Sabine Braun

Die Welt nach Corona

Studien und Zukunftsperspektiven

Was kann die Welt aus Krisen lernen? Das wird zur entscheidenden Frage, wenn die Zeit der akuten Krisenbewältigung vorbei ist. Nachhaltigkeit könnte der Schlüssel für eine resilientere Wirtschaft sein, in der vorsorgender Naturschutz und angemessenes Wachstum keine Gegensätze sind.

Sabine Braun ist Geschäftsführerin bei der Nachhaltigkeitsberatung akzente © Sebastian Linder Sabine Braun ist Geschäftsführerin bei der Nachhaltigkeitsberatung akzente © Sebastian Linder
Corona ist ein Virus und keine Strafe Gottes für Ignoranz. Aber Ressourcenverschwendung und der Raubbau an der Natur haben zur Ausbreitung der Pandemie ganz sicher beigetragen, sie vielleicht gar erst ermöglicht. Und natürlich hat die Globalisierung die Krise begünstigt. Durch die in den vergangenen Jahrzehnten selbstverständlich gewordenen weltweiten Bewegungen von Menschen und Gütern konnte sich das Virus rasch verbreiten. 

Die arbeitsteilige Weltwirtschaft hat zwar einigen Schwellenländern eine rasante volkswirtschaftliche Entwicklung ermöglicht, allen voran China und Indien.
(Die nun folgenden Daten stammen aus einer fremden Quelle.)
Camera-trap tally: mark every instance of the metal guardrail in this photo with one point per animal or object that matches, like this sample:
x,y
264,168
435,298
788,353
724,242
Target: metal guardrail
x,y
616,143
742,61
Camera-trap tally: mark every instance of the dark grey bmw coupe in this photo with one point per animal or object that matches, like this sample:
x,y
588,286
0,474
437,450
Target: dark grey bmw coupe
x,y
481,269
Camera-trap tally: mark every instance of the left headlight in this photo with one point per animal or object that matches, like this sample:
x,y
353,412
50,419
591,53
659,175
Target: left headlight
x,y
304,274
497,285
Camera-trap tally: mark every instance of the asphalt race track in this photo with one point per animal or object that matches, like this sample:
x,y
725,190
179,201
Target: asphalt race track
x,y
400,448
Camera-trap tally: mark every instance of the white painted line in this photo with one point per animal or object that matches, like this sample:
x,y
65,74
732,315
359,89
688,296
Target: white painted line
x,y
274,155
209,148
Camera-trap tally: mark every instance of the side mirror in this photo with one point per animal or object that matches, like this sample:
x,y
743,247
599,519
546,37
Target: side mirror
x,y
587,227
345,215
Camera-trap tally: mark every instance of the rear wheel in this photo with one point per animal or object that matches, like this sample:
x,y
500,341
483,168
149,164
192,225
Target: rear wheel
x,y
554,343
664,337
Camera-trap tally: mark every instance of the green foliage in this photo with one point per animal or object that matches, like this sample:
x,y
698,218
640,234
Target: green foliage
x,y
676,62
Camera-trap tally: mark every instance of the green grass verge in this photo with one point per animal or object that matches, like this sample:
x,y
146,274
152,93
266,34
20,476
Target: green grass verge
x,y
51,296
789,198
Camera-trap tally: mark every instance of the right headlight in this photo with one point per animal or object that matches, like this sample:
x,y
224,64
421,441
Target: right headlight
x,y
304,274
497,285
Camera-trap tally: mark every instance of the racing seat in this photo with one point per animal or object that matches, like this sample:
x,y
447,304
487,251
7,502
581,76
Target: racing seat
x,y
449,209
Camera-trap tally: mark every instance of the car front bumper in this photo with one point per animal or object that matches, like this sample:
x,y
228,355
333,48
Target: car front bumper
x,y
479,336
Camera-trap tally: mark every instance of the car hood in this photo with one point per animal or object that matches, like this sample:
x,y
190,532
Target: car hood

Doch sie nahm zugleich Menschenrechtverletzungen und Umweltschäden in Kauf, für die sich niemand verantwortlich fühlt. Eine Studie des Internationalen Gewerkschaftsbundes wies 2016 eindrücklich darauf hin, wie die großen Unternehmen der Welt ein globales Geschäftsmodell auf Niedriglohnempfängern mit wenigen Rechten aufgebaut haben. Die Krise macht nun deutlich, in welchen Bereichen Politik und Wirtschaft seit Jahren Dinge verschleppt haben, die in einer globalen Wirtschaft inzwischen selbstverständlich sein sollten, wie etwa menschenrechtlich unbedenkliche Lieferketten. 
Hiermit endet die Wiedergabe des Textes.